Le cardinal-archevêque de Naples, ancien responsable de l'immense patrimoine immobilier du Vatican, a clamé son innocence lundi face à des soupçons de corruption aggravée dans le cadre d'un vaste scandale qui a coûté son poste à un ministre du gouvernement Berlusconi.

«J'ai toujours agi dans la plus grande transparence», a déclaré à Naples le cardinal Crescienzo Sepe, à propos de sa gestion, de 2001 à 2006, de la Congrégation pour l'évangélisation des peuples, l'une des plus puissantes du Vatican.

Cet organe, autrefois appelé «Propaganda Fide», finance environ un tiers des missions catholiques, surtout en Afrique et Asie, grâce aux revenus générés par l'énorme patrimoine immobilier du Vatican, notamment à Rome, estimé à 9 milliards d'euros. Compte tenu de sa puissance, le préfet de la Congrégation, qui est toujours un cardinal, est surnommé le «pape rouge».

«J'ai toujours agi en ayant des bilans à chaque fois approuvés par la Secrétairerie d'État (le chef du gouvernement du Vatican, ndlr) qui à la fin de mon mandat m'avait envoyé une lettre exprimant son estime pour la gestion» des biens de Propaganda Fide, a continué le cardinal.

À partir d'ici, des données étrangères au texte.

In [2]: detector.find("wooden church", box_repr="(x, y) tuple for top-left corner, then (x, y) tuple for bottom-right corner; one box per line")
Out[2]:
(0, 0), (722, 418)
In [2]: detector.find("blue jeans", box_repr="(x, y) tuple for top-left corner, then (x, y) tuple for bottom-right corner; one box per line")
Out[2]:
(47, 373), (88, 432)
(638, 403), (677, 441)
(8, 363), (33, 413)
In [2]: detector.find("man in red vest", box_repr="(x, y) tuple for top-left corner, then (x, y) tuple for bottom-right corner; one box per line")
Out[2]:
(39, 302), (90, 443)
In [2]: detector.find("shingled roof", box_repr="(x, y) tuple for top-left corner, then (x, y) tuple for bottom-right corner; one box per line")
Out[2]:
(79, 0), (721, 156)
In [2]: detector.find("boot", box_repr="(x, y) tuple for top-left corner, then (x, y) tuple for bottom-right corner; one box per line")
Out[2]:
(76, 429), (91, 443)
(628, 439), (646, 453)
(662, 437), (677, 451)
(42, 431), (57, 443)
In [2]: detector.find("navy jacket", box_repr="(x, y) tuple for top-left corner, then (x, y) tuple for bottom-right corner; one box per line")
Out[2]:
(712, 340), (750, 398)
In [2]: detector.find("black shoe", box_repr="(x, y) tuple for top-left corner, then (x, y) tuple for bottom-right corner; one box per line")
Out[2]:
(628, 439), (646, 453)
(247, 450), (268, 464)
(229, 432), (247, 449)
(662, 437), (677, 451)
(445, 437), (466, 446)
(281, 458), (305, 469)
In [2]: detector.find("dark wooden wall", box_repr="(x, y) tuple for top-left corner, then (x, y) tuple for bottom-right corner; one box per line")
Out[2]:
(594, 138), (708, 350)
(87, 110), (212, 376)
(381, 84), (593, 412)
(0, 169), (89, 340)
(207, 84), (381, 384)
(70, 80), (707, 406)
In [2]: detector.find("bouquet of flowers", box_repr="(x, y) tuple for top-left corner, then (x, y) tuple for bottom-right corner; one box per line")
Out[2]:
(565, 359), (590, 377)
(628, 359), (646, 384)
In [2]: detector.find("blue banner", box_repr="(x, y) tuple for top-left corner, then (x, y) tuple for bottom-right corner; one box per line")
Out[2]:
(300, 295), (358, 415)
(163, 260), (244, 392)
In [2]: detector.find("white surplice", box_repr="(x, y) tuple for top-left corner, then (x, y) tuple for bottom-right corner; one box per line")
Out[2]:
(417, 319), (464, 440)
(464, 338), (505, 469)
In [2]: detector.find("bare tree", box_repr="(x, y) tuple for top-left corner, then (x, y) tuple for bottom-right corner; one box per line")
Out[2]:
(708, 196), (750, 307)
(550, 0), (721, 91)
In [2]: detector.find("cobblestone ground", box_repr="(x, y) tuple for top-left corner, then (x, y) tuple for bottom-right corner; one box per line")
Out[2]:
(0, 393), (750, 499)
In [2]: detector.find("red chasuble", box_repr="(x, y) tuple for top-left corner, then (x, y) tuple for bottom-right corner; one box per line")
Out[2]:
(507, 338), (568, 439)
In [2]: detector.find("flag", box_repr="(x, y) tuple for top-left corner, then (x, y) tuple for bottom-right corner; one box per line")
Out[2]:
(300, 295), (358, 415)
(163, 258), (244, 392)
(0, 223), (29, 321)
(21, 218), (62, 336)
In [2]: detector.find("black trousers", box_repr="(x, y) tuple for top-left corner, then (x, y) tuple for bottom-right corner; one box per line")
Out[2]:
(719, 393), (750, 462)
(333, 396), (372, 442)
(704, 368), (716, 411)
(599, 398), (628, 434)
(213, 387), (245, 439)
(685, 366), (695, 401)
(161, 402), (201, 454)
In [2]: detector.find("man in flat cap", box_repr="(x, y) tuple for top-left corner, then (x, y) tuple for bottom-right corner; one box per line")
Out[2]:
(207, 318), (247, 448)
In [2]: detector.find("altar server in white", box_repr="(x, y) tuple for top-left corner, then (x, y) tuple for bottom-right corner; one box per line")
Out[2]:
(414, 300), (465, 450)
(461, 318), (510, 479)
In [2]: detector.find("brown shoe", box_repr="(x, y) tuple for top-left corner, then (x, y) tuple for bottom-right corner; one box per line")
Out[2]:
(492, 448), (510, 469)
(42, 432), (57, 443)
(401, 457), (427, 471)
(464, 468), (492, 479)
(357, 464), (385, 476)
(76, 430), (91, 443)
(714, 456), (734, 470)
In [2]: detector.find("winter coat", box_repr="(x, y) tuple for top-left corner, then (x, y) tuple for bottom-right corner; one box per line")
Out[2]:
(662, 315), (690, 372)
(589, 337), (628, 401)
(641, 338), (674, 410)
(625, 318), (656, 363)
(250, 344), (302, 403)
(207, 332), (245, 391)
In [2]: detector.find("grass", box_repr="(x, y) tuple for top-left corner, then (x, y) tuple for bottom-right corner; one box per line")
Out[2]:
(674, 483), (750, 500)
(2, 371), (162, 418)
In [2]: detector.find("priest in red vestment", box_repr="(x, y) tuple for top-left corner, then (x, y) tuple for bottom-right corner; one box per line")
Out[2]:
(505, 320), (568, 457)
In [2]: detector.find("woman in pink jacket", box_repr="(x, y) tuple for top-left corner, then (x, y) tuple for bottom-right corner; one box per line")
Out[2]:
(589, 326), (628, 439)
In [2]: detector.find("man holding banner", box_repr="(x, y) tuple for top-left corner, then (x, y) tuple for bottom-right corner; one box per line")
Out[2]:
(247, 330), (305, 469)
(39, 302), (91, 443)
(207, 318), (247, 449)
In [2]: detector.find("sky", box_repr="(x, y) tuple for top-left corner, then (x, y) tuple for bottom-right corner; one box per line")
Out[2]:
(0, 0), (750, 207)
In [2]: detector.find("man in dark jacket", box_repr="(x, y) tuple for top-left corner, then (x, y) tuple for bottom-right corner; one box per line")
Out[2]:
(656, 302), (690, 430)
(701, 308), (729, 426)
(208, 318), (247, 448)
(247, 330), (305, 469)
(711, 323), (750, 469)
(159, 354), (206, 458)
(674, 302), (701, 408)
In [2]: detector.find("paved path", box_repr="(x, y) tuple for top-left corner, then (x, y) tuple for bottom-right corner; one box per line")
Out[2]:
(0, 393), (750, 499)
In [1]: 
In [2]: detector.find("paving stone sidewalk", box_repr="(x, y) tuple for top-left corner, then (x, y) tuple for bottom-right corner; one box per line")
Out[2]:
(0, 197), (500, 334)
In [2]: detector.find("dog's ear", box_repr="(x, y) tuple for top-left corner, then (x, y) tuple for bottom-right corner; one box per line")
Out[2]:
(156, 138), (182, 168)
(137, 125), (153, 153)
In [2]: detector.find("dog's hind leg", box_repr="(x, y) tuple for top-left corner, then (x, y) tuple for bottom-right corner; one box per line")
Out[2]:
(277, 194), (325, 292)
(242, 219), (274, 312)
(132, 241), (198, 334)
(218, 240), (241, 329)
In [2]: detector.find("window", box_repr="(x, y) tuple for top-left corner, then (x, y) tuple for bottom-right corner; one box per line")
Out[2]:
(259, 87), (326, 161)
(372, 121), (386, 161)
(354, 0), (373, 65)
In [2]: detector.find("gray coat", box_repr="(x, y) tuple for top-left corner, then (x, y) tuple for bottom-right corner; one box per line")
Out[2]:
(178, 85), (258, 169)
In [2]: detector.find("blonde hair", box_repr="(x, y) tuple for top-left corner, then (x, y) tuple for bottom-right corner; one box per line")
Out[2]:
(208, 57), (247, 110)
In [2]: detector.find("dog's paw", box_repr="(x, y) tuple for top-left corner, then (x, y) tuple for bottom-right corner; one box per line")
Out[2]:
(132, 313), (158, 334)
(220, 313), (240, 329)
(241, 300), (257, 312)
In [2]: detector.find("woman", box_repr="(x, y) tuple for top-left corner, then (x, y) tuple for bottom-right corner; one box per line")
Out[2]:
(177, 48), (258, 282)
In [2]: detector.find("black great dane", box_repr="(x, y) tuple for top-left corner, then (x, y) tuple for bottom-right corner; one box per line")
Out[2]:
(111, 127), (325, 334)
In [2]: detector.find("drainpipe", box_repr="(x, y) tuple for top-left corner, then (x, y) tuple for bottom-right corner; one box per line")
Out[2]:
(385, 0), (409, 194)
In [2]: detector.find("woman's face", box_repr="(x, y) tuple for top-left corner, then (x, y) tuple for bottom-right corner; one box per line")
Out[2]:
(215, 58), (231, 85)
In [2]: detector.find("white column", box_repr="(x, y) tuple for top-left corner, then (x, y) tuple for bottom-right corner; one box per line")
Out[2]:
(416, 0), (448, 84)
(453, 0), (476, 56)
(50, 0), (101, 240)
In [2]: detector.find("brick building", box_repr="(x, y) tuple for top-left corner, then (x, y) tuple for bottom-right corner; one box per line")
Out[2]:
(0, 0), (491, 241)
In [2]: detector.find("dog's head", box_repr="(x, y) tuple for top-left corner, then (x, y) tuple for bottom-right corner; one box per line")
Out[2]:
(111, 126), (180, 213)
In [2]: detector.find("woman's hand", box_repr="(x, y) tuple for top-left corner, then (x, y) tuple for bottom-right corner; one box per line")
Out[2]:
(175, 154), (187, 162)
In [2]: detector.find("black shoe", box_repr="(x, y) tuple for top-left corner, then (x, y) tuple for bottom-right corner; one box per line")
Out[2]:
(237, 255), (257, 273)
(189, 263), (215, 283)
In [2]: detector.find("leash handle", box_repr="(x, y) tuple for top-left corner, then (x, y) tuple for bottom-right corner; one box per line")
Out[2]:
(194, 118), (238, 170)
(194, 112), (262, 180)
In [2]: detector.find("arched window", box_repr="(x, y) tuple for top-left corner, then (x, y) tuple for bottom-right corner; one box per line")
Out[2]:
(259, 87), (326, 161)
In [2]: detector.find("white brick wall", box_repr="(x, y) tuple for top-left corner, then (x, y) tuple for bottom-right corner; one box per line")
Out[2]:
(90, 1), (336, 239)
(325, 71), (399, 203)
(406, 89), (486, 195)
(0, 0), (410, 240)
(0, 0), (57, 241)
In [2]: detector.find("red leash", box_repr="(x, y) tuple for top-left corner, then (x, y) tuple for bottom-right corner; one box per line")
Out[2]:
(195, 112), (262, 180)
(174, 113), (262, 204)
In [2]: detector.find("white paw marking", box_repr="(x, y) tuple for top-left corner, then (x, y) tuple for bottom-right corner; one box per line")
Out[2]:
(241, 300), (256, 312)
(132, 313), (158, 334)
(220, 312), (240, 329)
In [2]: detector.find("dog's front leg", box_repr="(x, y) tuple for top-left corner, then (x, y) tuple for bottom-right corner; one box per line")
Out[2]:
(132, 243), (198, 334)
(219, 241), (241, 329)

Celui-ci a présenté sa ligne de défense en lisant, à l'archevêché, une lettre adressée «aux citoyens» de Naples devant une foule de journalistes.

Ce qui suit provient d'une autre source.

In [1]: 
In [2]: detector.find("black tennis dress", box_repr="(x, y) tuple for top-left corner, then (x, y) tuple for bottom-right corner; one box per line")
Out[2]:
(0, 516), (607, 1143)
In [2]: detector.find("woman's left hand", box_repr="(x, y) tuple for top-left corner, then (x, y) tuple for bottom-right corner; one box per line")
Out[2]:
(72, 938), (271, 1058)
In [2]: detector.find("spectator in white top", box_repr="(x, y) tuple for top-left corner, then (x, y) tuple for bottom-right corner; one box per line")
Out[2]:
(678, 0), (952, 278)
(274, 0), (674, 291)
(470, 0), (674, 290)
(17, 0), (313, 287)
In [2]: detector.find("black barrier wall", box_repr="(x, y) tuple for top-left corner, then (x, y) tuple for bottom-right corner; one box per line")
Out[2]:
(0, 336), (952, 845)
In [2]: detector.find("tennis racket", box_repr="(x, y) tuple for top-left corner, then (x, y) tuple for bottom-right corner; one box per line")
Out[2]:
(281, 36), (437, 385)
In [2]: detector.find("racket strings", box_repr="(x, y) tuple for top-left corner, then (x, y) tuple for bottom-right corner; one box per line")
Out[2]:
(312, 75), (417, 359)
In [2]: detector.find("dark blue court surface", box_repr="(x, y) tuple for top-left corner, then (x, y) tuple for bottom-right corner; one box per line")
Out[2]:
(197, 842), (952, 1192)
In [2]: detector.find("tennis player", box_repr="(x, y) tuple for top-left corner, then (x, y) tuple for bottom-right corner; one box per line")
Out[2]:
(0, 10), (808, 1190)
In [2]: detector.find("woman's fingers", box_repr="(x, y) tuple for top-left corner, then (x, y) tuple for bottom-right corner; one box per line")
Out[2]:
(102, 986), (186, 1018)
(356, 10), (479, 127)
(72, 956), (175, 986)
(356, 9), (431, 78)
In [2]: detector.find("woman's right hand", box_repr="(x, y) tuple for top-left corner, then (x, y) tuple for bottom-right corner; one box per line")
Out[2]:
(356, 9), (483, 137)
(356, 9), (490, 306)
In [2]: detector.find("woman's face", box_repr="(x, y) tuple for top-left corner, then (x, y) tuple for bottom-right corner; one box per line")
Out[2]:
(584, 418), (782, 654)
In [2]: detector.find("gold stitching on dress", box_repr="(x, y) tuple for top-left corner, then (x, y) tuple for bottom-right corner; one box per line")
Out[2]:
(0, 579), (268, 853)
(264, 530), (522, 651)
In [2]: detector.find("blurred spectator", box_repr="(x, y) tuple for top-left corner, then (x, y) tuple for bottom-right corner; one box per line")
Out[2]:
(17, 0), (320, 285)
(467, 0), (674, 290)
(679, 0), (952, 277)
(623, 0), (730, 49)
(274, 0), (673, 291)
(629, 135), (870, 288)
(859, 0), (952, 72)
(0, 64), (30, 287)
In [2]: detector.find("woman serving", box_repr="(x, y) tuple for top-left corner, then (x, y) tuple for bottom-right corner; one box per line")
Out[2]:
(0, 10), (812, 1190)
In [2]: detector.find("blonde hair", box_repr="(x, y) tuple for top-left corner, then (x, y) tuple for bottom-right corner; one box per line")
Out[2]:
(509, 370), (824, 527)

Le parquet de Pérouse l'a placé sous enquête samedi en même temps qu'un ancien ministre d'un des gouvernements Berlusconi, Pietro Lunardi, auquel Propaganda Fide, à l'époque dirigée par Mgr Sepe, aurait vendu un immeuble au quart de sa valeur réelle, en 2004.

Selon les médias italiens, en échange de ce tarif très favorable, Propaganda Fide aurait obtenu des subventions publiques de 2,5 millions d'euros pour des travaux qui n'auraient pas été réalisés.

De son côté, M. Lunardi aurait confié la rénovation de son immeuble à Diego Anemone, un sulfureux constructeur romain, qui se trouve à l'épicentre d'une vaste affaire de marchés publics attribués illégalement, dont les infrastructures du G8 organisé par l'Italie en 2008.

Un pan de ce scandale a coûté son poste au ministre du Développement économique Claudio Scajola et un autre touche le chef de la protection civile Guido Bertolaso. M. Bertolaso, un protégé de Silvio Berlusconi, aurait bénéficié d'un appartement par l'entremise du cardinal Sepe.

L'avocat du cardinal, Bruno Von Arx, a affirmé qu'il n'y avait «rien de pénalement significatif» à reprocher à Mgr Sepe.

En dépit du concordat entre le Vatican et l'Italie, qui lui accorde des droits particuliers, le cardinal Sepe, également protégé par un passeport diplomatique, s'est dit disposé à «s'expliquer» devant les magistrats.

L'audition aura lieu «si possible dès cette semaine», selon son avocat, mais «dans un lieu neutre», en vertu du statut de Mgr Sepe, et donc ni à Naples ni à Pérouse.

Dès dimanche, le porte-parole du Vatican, le père Federico Lombardi, a insisté sur la position particulière du cardinal en demandant de «tenir compte des aspects de procédure et profils juridictionnels liés» au concordat.

Mais, même s'il a exprimé l'«estime» et «la solidarité» du Vatican avec le prélat, le porte-parole a réclamé une «clarification rapide» afin «d'éliminer toute ombre pesant sur» Mgr Pepe et «les institutions de l'Eglise».

Selon les médias italiens, le Vatican est très inquiet des répercussions de l'affaire sur l'image de l'ex-Propaganda Fide, dont le patrimoine est aussi le fruit de siècles de donations.

Mgr Sepe est un prélat très médiatique qui sert lui-même en tablier le repas de Noël des déshérités. Le pape Jean-Paul II lui avait confié l'organisation des grandioses festivités du Jubilé de l'an 2000 puis la prestigieuse direction de Propaganda Fide.

Le courant passe moins bien, selon les médias, avec l'austère pape Benoît XVI qui l'a remplacé en 2006 à la tête de la Congrégation par un cardinal indien, Ivan Dias, dépourvu d'amitiés «romaines».